A Primer on Web Scraping

By Eamon Cagney

As the resident tech guy at Trendify, I’ve spent a good part of my time scouring the internet for data, something I had virtually no experience with when I started. After self-learning a few languages and combing through multiple websites, here are some tips I’ve noticed along the way for any of you tech-oriented people that might be looking to be doing something similar:

Watch out for the newline character:

Just a funny thing that tripped me up when I started learning new languages. For anyone who’s ever switched from a C-style language to some other style, (in my case mostly PHP and Ruby), you may have noticed something a little different when reading from a file. I had a file full of URLs and had written a script to follow the URLs and check for relevant data. However, it wasn’t working and for the life of me I couldn’t figure out why. After going through pretty much the entire process, I found I was getting 404 Bad Requests on all the headers. What was weirder, when I manually entered the addresses into the program it worked fine. After scratching my head for a little while, I figured the only explanation of why 2 identical addresses were working differently would actually have to be something invisible. So I tried chopping the last two characters off of the lines I was reading in and it worked perfectly. I hadn’t anticipated (since I hadn’t really properly learned the language) that PHP reads in the character(s) at the end of a line marking the next line, something that doesn’t occur in C++ or Java, the languages familiar to me. Not a huge issue, but a funny story, and something worth looking out for when you’re trying to learn new languages.

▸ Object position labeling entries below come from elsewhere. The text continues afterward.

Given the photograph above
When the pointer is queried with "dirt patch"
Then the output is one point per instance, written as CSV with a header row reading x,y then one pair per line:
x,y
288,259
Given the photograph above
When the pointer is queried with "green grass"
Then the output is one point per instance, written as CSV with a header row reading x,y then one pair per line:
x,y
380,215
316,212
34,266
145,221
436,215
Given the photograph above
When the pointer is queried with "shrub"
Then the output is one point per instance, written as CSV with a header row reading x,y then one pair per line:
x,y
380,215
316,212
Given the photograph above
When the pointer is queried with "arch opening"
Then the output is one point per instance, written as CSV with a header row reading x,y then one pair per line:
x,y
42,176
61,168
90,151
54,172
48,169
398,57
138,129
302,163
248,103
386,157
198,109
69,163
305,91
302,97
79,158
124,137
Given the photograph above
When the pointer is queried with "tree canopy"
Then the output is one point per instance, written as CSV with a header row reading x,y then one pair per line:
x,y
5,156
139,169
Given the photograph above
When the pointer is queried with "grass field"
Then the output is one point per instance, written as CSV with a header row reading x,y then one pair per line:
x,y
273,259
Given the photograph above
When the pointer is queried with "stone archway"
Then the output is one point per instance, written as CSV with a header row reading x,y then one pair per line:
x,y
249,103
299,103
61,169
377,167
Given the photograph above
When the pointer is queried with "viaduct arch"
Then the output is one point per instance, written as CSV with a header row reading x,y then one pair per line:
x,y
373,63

Be as broad as you can without being inaccurate:

One thing you don’t have when building a scraper is human intuition. Sure, a person might be looking for John Smith and see John R. Smith and think: probably the same person. A computer that’s been told to check specifically for “John Smith” will see John R. Smith and say: no match. A big part of scraping for data is that you actually have the right data in front of you. The verification process is very important, but being creative can help ensure that you don’t turn away the right data. A simple fix for issues with middle names and nicknames (that is searching a nickname and getting a full name, the other way around is a bit more complicated) is to use the space to break the name into two separate variables and check that both are there. “John” and “Smith” are both contained in “John R. Smith”, and “Matt” is contained in “Matthew”. When I was trying to verify I had the right company, I would generally get rid of all “ Inc”s, “, Inc”s, “ Inc.”s, and “, Inc.”s and similarly with Ltds and such. The trick is to make it as unspecific as possible while still keeping it very unlikely that you could mistake the wrong data for the right stuff.

And finally, know when to stop:

There’s definitely something more satisfying about writing a program to go fetch data for you rather than opening up your browser of choice and fetching it yourself. But is it worth it to create something to go through a new website if it’s only going to get you 50 more data points? Probably not. Like I mentioned before, sometimes a little human intuition is just a more efficient choice, especially for small jobs. At some point it’ll save you some precious time to throw in the towel and just do a little grunt work. It may not be fun, but it’s worth it.

And there you have it, some fun/useful things I’ve come across in my adventures. Hope this has been helpful (or at least a little entertaining). Happy hunting!